Estas son algunas de las técnicas empleadas por quienes eran mejores en hacer lo que menos querían hacer:
Al dividir proyectos complejos, o quizás aquellos con muchos subpasos desagradables, los investigadores descubrieron que los trabajadores más eficaces lograban una sensación de contexto y podían definir el trabajo en términos de objetivos claros, simples y alcanzables.
“Pensar en el final cercano” fue otro rasgo compartido por los participantes más efectivos en la encuesta de investigadores de Zurich. Esto va de la mano con la estrategia de dividir el trabajo en tareas más pequeñas y simples, de modo que haya más líneas de meta que cruzar e hitos que superar.
Más allá de recompensarse a sí mismos por completar una tarea o un hito, los participantes más efectivos del estudio en realidad combinaron una actividad divertida con otra indeseable, algo llamado "agrupación de tentaciones".

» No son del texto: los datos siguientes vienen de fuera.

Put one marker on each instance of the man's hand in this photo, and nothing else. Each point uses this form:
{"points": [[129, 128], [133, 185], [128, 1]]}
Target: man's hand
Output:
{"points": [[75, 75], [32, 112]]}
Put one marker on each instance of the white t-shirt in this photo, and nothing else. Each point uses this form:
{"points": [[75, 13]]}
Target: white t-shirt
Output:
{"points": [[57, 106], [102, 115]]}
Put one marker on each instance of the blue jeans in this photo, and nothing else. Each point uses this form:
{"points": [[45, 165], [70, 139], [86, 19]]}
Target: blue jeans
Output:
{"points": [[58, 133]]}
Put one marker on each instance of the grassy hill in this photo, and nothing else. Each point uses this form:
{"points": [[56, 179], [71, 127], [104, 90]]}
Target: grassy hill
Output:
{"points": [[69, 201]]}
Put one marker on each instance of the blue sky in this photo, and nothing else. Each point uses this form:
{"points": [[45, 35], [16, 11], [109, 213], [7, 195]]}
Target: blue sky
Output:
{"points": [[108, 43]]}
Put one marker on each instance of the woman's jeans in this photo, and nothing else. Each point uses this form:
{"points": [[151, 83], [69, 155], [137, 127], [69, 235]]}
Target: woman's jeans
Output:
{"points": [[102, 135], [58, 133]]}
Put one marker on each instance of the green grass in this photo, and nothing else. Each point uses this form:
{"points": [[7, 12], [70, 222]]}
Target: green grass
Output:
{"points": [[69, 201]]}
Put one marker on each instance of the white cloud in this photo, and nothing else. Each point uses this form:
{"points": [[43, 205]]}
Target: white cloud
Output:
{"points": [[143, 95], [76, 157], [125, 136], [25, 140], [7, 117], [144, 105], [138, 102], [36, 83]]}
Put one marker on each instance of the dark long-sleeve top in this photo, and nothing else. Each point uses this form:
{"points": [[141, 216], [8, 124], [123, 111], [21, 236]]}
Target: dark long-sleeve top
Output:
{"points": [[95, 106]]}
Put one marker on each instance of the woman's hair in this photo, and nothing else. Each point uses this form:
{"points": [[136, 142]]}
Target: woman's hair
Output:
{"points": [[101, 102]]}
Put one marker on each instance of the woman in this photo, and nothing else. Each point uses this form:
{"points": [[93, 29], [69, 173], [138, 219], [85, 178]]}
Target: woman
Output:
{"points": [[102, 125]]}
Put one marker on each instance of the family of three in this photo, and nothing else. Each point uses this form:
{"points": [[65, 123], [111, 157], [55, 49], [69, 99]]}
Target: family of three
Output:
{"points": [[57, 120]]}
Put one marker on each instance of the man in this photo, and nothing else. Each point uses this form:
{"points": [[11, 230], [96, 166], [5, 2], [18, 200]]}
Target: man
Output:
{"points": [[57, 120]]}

Sin embargo, hay un problema. Para que agrupar tentaciones sea eficaz, es necesario agrupar actividades divertidas y no divertidas de forma constante y exclusiva. En otras palabras, si realizas la tarea divertida por sí solo, agrupar tentaciones pierde su efectividad.
Esto habla del continuo interés y atractivo de la “gamificación”, donde los sistemas de recompensas y los incentivos pueden incorporarse a una tarea.
Sin embargo, una táctica que en Artsyl consideramos que funciona MUCHO mejor que cualquiera de estas estrategias es una que los investigadores no mencionaron: no HAGAS la tarea desagradable en absoluto. En su lugar, busque formas de automatizar esas tareas aburridas y desagradables.